Nonlinear Flutter Of Aeroelastic Panel In Subsonic Flow

With the increasing velocity of high-speed train, the instability of the panel structure in high-speed train under aerodynamic pressure is more and more concerned by people. The velocity of high-speed train is basically in the low-subsonic range, and the Mach number approximately equals0.3. In order to research the stability of the panel structure of high-speed train, the dynamical panel models in subsonic flow are set up, and the differential quadrature (DQ) method is used to discretize the governing motion equations into a series of ordinary differential equations. The eigenvalue method is used to analyze the instability characteristics of the panels. The main contributions of this dissertation are as follows:1. Based on the potential flow theory, the approximate analytic expression of aerodynamic forces acting on the panel is obtained, which is simplified and combined with the governing motion equation of the two-dimensional panel. The discrete forms of the continuation equation are obtained by the Galerkin method and DQ method.
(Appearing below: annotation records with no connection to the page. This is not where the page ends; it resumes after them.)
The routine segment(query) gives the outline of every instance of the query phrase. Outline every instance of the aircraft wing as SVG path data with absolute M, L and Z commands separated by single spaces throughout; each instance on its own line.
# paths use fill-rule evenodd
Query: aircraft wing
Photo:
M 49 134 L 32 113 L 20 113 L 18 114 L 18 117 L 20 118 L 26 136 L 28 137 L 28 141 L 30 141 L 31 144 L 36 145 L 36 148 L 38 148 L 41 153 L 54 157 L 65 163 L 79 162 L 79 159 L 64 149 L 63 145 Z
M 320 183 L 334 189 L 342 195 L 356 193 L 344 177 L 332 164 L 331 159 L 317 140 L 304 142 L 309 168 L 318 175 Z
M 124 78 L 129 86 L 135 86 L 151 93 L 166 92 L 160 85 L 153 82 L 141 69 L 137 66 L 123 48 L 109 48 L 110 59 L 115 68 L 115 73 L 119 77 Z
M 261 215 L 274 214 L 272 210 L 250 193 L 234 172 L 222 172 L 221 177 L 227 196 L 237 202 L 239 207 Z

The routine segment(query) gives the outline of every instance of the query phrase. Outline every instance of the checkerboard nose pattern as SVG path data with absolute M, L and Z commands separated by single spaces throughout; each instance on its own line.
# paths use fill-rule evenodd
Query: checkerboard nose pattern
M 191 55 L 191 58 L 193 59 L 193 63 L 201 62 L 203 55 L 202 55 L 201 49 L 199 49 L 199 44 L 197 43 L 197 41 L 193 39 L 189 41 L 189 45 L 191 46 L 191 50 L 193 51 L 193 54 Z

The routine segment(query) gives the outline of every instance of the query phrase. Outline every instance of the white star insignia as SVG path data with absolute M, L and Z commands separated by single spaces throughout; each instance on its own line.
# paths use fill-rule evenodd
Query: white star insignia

The eigenvalue method is applied to study the stability of the panel, and the result shows that the two-dimensional panel lose its stability by flutter.2. Nonlinear flutter of a two-dimensional panel in subsonic flow is studied. The DQ Method is used to discretize the equation of the panel motion, and the Runge-Kutta method is adopted to conduct numerical simulation. The nonlinear responses of the panel were presented in bifurcation diagrams and phase plots. Results show that the panel undergoes complex nonlinear dynamics in subsonic flow.3. The nonlinear flutter of a two-dimensional viscoelastic panel with geometric nonlinearity is studied. The Galerkin method and DQ method are used to derive the discrete form of differential equation of the panel motion, and then the Runge-Kutta method is adopted to perform numerical simulation. The numerical results are presented in bifurcation diagrams and phase plots, which show that the system is full of complex nonlinear dynamics as the dynamic pressure and viscoelastic coefficient varying.